Nouvelle preuve scientifique : l’analyse post-mortem de cerveaux appartenant à d’anciens joueurs professionnels de la NFL révèle que la quasi-totalité présentait une encéphalopathie traumatique chronique (ETC). Ces diagnostics, établis après décès, confirment l’association entre lésions cérébrales dégénératives et l’exposition répétée à des impacts à la tête au cours de carrières dans des disciplines à contact.
Les symptômes attribués à l’ETC incluent des troubles de la mémoire, des états dépressifs et des épisodes d’agressivité, troubles qui ont été observés chez de nombreux anciens athlètes avant leur décès. Le constat des examens post-mortem alimente les connaissances sur le caractère progressif et dégénératif de cette pathologie, et souligne les enjeux pour la santé publique des pratiquants professionnels et amateurs.

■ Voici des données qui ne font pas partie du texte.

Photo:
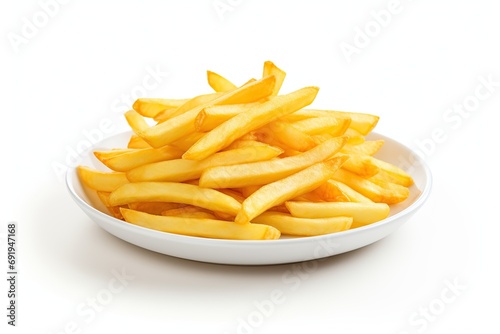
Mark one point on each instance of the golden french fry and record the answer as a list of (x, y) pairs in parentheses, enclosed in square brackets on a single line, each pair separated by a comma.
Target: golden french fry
[(257, 173), (137, 142), (101, 181), (114, 210), (361, 164), (331, 192), (271, 69), (278, 192), (211, 117), (354, 136), (392, 173), (150, 107), (361, 213), (113, 153), (189, 211), (219, 83), (240, 143), (174, 192), (287, 224), (201, 227), (385, 192), (254, 118), (180, 170), (193, 103), (154, 208), (368, 147), (290, 136), (129, 160), (176, 127), (334, 126), (361, 122), (136, 122), (335, 191)]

Ces résultats renforcent les interrogations sur la prévention et la gestion des traumatismes crâniens dans les disciplines concernées. Les conclusions alimentent le débat sur l’évolution des règles de jeu, les protocoles de prise en charge des commotions et la formation des encadrements techniques. Parallèlement, elles pèsent sur les choix des familles, des clubs et des institutions concernant la protection des jeunes pratiquants et la surveillance médicale à long terme.
La publication de ces examens relance également les demandes de transparence et de mesures concrètes auprès des instances sportives, dont la NFL. Des spécialistes appellent à intensifier la recherche, à développer le suivi post-carrière des joueurs et à améliorer l’accès aux soins pour les anciens athlètes. À court terme, les autorités médicales, les fédérations et les clubs sont confrontés à la nécessité de concilier pratique sportive et protection cérébrale, alors que la communauté scientifique poursuit l’évaluation des voies de prévention et des prises en charge adaptées.